Arthritis & Rheumatic Disease Specialties Aventura, FL, United States
Norman Gaylis1, Odense DeLaRosa1, Nayak Polissar2, Nirnaya Miljacic2 and Andrew Holman3, 1Arthritis & Rheumatic Disease Specialties, Aventura, FL, 2Mountain Whisper Light, Seattle, WA, 3Inmedix Inc, Seattle, WA
Background/Purpose: Up to 70% of the 236 million people who have been diagnosed with SARS-CoV-2 develop post-COVID symptoms. (1) This has been defined by the NIH as Long COVID. These individuals present with multiple symptoms and organ involvement. Autonomic nervous system (ANS) dysfunction has been reported as a potential contributor to these complaints. (2) This is the first report of next-generation heart rate variability (HRV).
Methods: Patients with Long-COVID (definitive diagnostic evidence and symptoms for post COVID for a least 3 months) were evaluated in a single COVID clinic in Florida. These patients had multiple symptoms of various types as illustrated in the chart below. ANS function in all patients was measured by a next-generation version of 5-minute resting heart rate HRV predominately used currently to assess ANS function in elite professional athletes. Both 1996 standard time-and frequency-domain (3) and 2002 Bayevsky (4) ANS calculation outputs were assessed (Omegawave Oy, Espoo, Finland).
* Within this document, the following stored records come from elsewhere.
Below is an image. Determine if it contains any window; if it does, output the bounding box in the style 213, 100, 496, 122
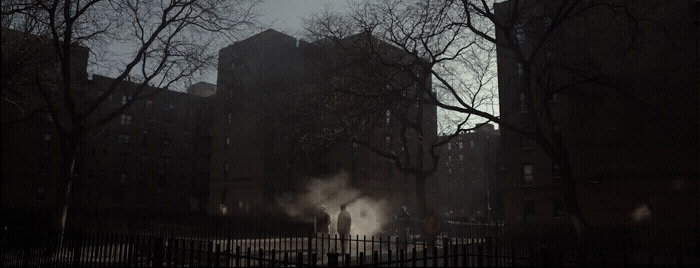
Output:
549, 93, 559, 102
542, 17, 552, 30
522, 136, 532, 150
520, 92, 527, 113
518, 63, 525, 78
554, 200, 566, 218
121, 114, 131, 125
34, 185, 46, 201
523, 164, 535, 183
513, 24, 525, 44
119, 133, 129, 143
552, 161, 561, 180
523, 201, 536, 225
Results: Fifty-five percent of 40 patients with Long COVID tested (mean age 43 yrs. with a mean symptom duration of 15 months) showed findings of dysautonomia by abnormal resting HRV. Nearly all (97.5%) had combinations of symptoms (mean 5.0 [ range 1-9]) with age trending positive with more symptoms . Tabulated features are noted below. Fatigue (80%), joint pain (45%), dyscognition (72.5%), depression or anxiety (35%) were the predominant symptoms. In the symptomatic group with positive findings of autonomic dysfunction parasympathetic activity was low in 86% of these patients and sympathetic activity was increased in 50% of the patients; the overall level of tension (sympathetic) was abnormal in all these of the noted patients.
Conclusion: Long COVID is a complex complication of acute COVID infection and because of their multisystem presentation many of these patients are finding themselves being evaluated by rheumatologists. In many ways, the multi-system presentation, the abnormality in immunologic function and cytokine activity is comparable to the presentation of autoimmune diseases commonly seen by rheumatologists. We report autonomic dysregulation documented by next-generation HRV is a prominent finding of this patient population and may offer a novel explanation for Long COVID and allow us to eventually understand and treat this often very debilitating disorder.
References: 1. Lancet Respir Med. 2021 Nov;9(11):1275-1287. doi: 10.1016/S2213-2600(21)00383-0. Epub 2021 Oct 7. 2. Clin Med (Lond). 2021 Jan;21(1):e63-e67. doi: 10.7861/clinmed.2020-0896. Epub 2020 Nov26. PMID: 33243837; PMCID: PMC7850225. 3. Eur Heart J. 1996 Mar;17(3): 354-81. 4. Bayevsky RM, Ivanov GG, Chireykin GG, et al. HRV Analysis under the usage of different electrocardiography systems prepared according to the order of the Committee of Clinic Diagnostic Apparatus and the Committee of New Medical Techniques of Ministry of Health of Russia (protocol №4 from the 11APR2002).
Disclosures: N. Gaylis, Inmedix; O. DeLaRosa, None; N. Polissar, None; N. Miljacic, None; A. Holman, Inmedix.